Demonstrating you’re self-aware can convey high emotional intelligence. It may be tough, but try to figure yourself out. Can you be rude? Impatient? Do you often blame others when things go wrong? Are you impulsive? Make sure you can control those compulsions rather than just jumping to conclusions quickly.
“By understanding yourself, you have a better opportunity to be aware of your emotions, particularly strong emotions that may affect job performance,” says Casey Komnick, campus relations program manager at Ecolab, a cleaning and sanitizing company.
You can acknowledge your self-awareness in an interview to show you know your emotional weaknesses. For example: “I realize I have very strong opinions, so I try to keep those in check and ask what others are thinking before offering my own opinion.”
In today’s volatile business climate, employers want to hire people who can adapt to change. For example, health-care reform has made sweeping changes to the insurance landscape, and Aflac wants to make sure its people are ready. “The business is always changing and we need talent that is capable of adjusting to change and contributing positively,” says Bohling. To demonstrate your adaptability, try to illustrate to recruiters times when you’ve faced the unexpected and persevered.
Some employers are using EQ tests to screen job candidates.

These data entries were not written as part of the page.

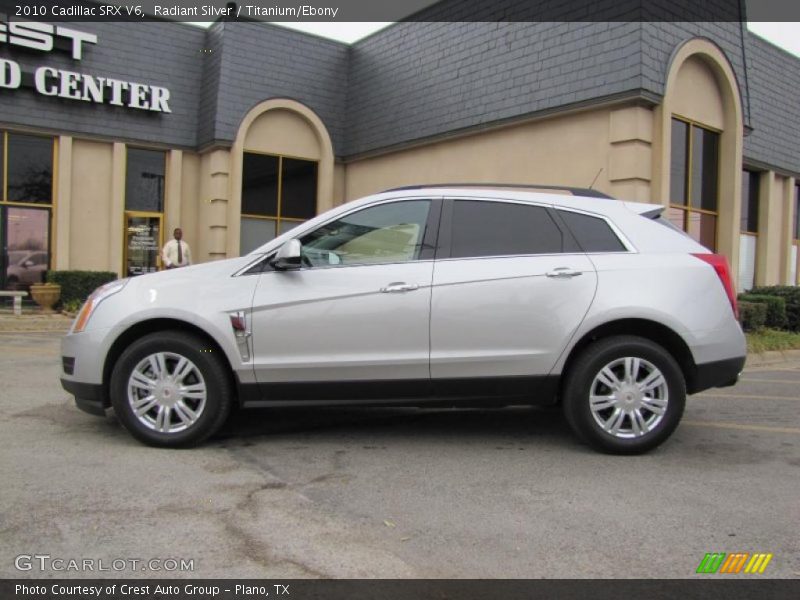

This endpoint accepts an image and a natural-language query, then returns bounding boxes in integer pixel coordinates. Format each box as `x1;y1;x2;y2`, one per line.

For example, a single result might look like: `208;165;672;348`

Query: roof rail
383;183;614;200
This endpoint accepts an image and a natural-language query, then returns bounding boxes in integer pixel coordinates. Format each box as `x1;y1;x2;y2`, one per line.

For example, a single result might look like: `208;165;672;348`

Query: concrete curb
744;350;800;369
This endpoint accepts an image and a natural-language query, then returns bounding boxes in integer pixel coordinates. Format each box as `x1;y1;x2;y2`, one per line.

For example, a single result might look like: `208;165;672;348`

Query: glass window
6;133;53;204
239;217;276;255
450;200;563;258
125;215;161;277
667;119;719;250
794;184;800;240
125;148;167;212
281;158;317;220
0;206;50;290
740;170;758;234
239;152;317;254
670;119;689;206
300;200;430;266
242;152;280;217
559;210;626;252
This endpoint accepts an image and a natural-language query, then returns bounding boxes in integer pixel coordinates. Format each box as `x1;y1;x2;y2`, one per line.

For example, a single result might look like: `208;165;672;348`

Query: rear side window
450;200;563;258
558;210;627;252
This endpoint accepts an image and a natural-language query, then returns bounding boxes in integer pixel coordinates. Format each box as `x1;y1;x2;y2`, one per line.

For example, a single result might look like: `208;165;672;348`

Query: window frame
667;113;723;252
739;167;763;237
120;144;165;276
0;128;59;282
239;149;320;244
436;196;635;260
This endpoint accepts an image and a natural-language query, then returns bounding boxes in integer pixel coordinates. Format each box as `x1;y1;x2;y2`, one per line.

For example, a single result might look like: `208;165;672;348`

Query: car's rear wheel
111;331;232;447
563;336;686;454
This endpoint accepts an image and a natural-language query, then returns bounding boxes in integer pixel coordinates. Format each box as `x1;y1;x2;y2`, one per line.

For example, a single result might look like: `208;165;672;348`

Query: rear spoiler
625;202;666;219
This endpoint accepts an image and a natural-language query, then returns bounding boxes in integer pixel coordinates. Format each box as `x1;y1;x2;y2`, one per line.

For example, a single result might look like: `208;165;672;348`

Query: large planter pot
31;283;61;314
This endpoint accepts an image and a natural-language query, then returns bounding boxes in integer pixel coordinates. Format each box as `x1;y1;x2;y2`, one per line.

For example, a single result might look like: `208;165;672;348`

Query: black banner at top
0;576;800;600
0;0;800;23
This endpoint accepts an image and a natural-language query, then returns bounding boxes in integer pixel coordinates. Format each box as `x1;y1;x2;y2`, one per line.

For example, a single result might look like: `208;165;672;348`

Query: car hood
90;255;259;327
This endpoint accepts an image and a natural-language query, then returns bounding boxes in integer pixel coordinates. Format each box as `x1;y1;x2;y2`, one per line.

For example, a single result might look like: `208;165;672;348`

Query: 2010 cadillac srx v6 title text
61;185;746;454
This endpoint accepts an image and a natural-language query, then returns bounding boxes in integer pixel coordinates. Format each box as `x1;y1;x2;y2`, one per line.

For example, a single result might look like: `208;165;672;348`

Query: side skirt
238;376;559;408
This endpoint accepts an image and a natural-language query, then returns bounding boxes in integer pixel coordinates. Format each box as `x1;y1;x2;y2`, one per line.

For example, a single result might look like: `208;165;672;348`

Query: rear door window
558;210;627;253
450;200;564;258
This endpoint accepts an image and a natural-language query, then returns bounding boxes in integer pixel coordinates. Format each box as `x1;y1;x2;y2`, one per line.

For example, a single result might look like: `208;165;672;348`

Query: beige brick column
51;135;72;271
195;148;233;262
108;142;128;277
779;177;797;285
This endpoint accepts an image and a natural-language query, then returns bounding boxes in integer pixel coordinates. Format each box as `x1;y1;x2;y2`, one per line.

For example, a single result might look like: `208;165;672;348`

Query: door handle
381;281;419;294
545;267;583;279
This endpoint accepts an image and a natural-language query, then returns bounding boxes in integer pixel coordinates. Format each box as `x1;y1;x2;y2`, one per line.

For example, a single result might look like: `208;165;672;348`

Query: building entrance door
0;206;50;291
124;212;163;277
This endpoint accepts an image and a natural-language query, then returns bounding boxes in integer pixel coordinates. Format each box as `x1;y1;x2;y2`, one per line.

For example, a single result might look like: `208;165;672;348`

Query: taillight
692;254;739;319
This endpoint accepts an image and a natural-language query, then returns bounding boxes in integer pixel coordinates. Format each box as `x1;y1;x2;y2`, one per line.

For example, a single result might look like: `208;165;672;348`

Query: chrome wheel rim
589;356;669;439
128;352;208;433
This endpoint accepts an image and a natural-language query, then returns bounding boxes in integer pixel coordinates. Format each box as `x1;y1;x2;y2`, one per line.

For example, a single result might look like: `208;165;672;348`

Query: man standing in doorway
161;227;192;269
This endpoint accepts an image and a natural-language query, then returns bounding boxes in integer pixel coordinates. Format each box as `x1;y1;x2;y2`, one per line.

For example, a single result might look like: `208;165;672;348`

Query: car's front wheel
111;331;232;447
563;336;686;454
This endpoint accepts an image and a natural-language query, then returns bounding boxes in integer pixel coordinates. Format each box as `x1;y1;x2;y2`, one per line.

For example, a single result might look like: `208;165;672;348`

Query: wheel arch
560;318;697;393
103;318;240;402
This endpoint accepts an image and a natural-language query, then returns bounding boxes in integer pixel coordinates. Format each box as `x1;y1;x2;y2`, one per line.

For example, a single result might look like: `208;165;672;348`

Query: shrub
47;271;117;305
739;294;787;329
750;285;800;331
739;302;767;331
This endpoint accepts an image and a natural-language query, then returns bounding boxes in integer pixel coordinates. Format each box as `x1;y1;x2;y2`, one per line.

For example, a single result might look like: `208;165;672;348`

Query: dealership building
0;7;800;289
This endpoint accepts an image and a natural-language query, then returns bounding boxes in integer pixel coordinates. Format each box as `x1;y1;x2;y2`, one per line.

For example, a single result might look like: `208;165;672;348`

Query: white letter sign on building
0;21;172;113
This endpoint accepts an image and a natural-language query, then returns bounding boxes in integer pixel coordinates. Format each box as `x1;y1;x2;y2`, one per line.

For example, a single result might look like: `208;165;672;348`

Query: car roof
385;183;613;199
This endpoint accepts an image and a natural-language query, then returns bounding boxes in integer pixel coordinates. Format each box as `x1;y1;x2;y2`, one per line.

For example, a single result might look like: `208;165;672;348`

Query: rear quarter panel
554;250;746;373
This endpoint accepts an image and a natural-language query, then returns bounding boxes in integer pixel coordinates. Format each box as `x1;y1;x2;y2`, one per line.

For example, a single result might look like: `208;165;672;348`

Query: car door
431;198;597;394
252;198;441;400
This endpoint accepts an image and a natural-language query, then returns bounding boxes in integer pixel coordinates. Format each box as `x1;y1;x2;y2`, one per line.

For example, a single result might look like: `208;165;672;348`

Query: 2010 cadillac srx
61;185;745;454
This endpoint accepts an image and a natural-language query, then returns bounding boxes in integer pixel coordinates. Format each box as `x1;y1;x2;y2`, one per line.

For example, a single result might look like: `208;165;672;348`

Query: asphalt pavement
0;333;800;578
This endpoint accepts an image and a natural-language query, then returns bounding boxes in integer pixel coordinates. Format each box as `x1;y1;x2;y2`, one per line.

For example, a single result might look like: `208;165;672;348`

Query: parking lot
0;333;800;578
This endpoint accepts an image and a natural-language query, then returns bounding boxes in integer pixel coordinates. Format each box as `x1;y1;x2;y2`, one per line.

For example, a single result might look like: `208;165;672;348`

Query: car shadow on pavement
212;407;575;445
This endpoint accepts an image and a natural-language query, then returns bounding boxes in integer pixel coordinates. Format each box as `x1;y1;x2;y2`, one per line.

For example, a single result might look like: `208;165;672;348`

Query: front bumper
61;377;110;417
686;356;747;394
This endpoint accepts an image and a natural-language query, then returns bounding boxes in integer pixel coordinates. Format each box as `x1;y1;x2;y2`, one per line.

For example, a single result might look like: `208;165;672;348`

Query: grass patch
745;329;800;353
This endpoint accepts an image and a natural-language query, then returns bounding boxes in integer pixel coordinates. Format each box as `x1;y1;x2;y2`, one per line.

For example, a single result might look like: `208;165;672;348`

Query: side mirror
270;239;303;271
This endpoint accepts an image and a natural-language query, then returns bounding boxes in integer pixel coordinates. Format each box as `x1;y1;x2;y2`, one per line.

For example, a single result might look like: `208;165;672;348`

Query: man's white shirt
161;238;192;268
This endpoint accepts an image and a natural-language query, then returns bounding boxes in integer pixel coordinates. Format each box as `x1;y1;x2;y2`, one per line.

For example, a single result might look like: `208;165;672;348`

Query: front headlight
72;279;129;333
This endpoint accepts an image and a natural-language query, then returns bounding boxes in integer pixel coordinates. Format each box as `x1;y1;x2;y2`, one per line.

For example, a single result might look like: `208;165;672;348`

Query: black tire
563;336;686;454
110;331;233;448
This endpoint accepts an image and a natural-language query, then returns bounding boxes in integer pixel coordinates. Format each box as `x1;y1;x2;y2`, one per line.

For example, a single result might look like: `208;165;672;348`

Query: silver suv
61;185;746;454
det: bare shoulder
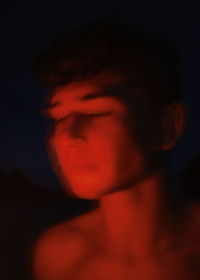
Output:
[33,210,101,280]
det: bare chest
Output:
[63,252,200,280]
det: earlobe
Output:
[160,103,187,151]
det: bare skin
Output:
[34,196,200,280]
[34,76,200,280]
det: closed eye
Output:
[45,112,111,125]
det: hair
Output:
[34,19,182,108]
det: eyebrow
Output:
[80,91,111,101]
[42,83,133,110]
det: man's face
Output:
[43,77,158,199]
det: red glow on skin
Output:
[34,74,200,280]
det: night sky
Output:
[0,0,200,187]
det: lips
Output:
[67,165,95,172]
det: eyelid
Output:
[43,111,112,123]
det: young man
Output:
[33,18,200,280]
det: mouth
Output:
[68,165,96,173]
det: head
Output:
[35,20,185,199]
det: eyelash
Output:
[47,112,111,125]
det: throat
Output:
[100,171,174,260]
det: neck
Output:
[100,168,173,259]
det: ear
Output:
[159,103,187,151]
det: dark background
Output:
[0,0,200,280]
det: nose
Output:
[55,115,86,145]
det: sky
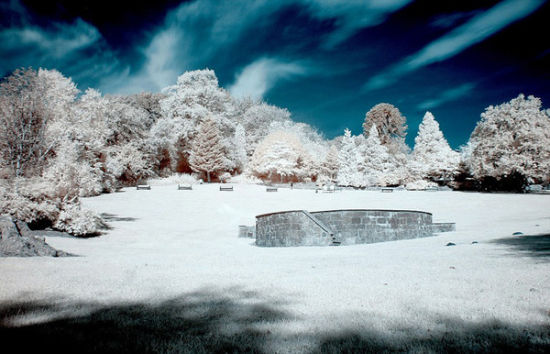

These assessments are often developed by organizational psychologists, and aim to get to the heart of your emotional fitness. Some typical questions include: Do you stay cool under pressure? Do you identify negative feelings when becoming stressed? Can you receive criticism without becoming defensive?
To prepare, try doing a self-assessment. How do you cope with stressful situations? Can you deal with stress with humor or play, or do you always get negative?
There are also plenty of EQ tests online. Take one and see what you learn about yourself. Many websites will offer tips to improve emotional intelligence based on how you scored.